Chrome is one of the most popular browsers today, so it’s not surprising to see it being used by cybercriminals for their enrichment. And, even though Chrome is considered to be very safe, you’re still not completely protected against various kinds of malware, because, ironically, its web store offers a lot of apps that can potentially do harm to your PC.
Cyren, a company which specializes in Internet security, found an extension for Chrome that distributes PDFs containing nude celebrities. Or so it says. Those kinds of messages are especially popular on Facebook. You probably even received them from time to time. And, unfortunately, those PDFs are not something that can be looked at and deleted (or kept). They’re actually part of the campaign which has malware distribution as its main goal.
When you click on the file, a new tab opens. It contains what seems like a video and a “Play” button. If you use Firefox, Safari or Internet Explorer, you’re treated to several new pages at once after you press “Play”. They display advertisements and various types of adult content.
And if you use Chrome, you’re taken to a page that looks exactly like YouTube. If you try to play the video, you get prompted to install a new browser extension. And if you let this extension be installed, you’re opening the way for your personal information on Facebook to be collected. And you also let it post on your behalf.
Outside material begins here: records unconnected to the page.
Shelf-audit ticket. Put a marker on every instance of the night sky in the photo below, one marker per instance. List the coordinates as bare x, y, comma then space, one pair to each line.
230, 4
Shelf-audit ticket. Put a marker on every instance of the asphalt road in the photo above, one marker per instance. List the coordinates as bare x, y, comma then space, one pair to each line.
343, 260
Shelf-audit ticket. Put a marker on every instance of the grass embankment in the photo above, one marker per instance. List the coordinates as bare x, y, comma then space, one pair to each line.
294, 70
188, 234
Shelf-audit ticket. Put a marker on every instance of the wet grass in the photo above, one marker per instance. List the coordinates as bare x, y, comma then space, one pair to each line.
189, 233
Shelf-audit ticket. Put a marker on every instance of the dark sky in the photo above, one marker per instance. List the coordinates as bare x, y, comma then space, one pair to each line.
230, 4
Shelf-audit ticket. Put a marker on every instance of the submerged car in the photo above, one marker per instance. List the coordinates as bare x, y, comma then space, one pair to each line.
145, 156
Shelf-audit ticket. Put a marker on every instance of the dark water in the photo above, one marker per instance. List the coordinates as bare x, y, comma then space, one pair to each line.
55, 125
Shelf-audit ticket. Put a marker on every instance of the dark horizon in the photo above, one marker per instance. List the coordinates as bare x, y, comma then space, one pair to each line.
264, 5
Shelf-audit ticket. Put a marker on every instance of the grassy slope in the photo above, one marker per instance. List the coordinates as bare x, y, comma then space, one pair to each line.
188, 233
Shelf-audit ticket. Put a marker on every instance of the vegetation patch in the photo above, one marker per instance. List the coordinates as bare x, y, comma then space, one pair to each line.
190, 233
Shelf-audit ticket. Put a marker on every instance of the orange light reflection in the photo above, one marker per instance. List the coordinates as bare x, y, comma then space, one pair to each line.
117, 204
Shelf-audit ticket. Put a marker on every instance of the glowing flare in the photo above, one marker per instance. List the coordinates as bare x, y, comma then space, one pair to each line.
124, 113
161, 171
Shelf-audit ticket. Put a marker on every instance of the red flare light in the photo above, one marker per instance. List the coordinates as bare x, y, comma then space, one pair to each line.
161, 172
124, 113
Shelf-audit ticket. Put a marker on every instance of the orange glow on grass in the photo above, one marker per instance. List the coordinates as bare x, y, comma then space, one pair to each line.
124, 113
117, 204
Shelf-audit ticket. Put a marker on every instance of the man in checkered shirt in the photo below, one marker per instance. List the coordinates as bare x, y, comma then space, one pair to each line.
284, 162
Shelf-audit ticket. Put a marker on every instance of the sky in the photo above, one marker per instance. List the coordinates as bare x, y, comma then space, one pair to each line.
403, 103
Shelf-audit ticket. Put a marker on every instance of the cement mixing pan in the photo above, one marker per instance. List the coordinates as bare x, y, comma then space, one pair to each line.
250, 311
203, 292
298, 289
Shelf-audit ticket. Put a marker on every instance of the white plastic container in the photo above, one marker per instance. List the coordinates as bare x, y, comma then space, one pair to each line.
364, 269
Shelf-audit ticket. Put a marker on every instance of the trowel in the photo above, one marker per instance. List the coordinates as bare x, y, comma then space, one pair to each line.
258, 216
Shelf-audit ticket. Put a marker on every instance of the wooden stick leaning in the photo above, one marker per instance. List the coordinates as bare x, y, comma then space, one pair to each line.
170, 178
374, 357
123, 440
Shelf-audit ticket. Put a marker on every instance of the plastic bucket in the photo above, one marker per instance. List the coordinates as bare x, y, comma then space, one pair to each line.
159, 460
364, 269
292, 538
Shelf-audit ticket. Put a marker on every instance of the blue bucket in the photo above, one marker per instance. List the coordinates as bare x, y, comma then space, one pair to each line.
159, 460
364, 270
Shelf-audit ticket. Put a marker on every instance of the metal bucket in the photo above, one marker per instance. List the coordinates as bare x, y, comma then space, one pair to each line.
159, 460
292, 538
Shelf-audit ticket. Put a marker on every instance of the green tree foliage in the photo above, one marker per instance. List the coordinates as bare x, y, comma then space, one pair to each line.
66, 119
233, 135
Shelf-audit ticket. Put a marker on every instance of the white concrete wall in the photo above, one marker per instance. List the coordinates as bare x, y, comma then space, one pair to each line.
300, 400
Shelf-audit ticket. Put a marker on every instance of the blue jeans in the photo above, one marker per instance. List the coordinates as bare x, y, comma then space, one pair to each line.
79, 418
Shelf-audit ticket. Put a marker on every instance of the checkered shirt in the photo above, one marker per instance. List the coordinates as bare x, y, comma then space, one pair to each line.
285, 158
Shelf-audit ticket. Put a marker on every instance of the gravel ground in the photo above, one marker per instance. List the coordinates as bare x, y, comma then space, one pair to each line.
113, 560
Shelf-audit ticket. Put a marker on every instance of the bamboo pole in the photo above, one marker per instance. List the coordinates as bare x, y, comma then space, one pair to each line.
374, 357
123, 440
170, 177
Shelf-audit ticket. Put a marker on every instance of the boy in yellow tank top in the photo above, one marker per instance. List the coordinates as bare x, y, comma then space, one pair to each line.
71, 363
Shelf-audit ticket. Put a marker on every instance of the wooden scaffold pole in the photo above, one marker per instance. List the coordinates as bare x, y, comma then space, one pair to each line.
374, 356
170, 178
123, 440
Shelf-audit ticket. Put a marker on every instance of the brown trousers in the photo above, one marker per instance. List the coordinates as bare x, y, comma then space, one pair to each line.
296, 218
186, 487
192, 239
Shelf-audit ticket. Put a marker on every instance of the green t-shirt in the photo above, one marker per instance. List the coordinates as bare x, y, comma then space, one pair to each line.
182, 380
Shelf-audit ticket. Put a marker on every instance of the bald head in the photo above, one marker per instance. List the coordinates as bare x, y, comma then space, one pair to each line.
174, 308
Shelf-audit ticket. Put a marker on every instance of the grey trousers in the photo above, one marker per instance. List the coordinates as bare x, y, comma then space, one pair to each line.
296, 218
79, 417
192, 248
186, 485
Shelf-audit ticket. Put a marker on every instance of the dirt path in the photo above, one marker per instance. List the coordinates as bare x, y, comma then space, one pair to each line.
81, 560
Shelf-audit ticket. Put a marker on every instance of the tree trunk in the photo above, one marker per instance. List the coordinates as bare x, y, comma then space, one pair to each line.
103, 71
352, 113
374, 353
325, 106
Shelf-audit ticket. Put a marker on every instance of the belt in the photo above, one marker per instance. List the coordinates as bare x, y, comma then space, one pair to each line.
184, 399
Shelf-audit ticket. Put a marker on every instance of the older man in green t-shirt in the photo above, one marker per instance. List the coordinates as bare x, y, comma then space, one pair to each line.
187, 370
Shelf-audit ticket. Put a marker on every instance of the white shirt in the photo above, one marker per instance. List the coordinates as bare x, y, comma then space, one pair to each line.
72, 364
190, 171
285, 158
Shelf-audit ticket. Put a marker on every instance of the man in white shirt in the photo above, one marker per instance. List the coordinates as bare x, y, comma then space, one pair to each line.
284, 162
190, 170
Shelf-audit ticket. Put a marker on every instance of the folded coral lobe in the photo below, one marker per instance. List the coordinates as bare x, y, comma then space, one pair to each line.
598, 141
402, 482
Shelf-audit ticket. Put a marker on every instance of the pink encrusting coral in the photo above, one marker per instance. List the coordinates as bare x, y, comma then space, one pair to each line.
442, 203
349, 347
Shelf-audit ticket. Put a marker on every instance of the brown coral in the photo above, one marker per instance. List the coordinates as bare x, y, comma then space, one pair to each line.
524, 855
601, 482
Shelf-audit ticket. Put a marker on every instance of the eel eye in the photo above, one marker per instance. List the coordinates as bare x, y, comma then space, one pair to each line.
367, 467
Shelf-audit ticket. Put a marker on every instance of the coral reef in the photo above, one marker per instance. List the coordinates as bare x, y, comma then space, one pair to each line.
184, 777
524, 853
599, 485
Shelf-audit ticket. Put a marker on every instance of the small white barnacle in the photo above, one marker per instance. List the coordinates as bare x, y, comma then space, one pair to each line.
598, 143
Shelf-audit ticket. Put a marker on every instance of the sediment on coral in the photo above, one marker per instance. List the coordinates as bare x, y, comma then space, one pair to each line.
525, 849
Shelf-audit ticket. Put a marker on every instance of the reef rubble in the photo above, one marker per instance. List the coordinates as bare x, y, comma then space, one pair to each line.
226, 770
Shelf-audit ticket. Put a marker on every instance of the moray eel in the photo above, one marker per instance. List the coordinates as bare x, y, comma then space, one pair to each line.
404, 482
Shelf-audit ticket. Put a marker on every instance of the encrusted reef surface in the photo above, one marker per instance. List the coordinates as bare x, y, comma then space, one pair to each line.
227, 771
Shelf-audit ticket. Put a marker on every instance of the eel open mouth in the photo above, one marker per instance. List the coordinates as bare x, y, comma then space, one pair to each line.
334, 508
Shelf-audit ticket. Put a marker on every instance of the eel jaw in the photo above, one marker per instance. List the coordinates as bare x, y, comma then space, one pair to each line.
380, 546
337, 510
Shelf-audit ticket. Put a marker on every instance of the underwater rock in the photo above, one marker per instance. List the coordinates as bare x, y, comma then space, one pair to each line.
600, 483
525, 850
That’s basically it – you lose control of your Facebook page and it starts posting supposed nude PDFs on various groups and timeline. PDFs are also sent to all of your friends and if they click on them, they’re going to suffer the same fate as you did. It’s not concrete proof at the moment, but people behind this campaign may be using the massive leakage of nude celebrity pictures that happened in 2014 as its central point. You also need to be aware that this extension is designed in such a way that it goes unnoticed by your antivirus program. Not only that, but it disables dev tools tabs, so removing it can be quite difficult.
Google doesn’t offer this extension at their web store anymore, but if you installed it and now suffer the consequences, you need to delete a certain Registry key from the Registry editor. The path to the Registry editor is this – HKEY_LOCAL_MACHINE\Software\Google\Chrome\Extension, and the path to the extension folder is the following – C:\Users\USER\AppData\Local\Google\Chrome\User Data\Default\Extensions.
Make sure to keep away from those kinds of messages in the future. They very rarely give you what they promise and bring far more problems than good.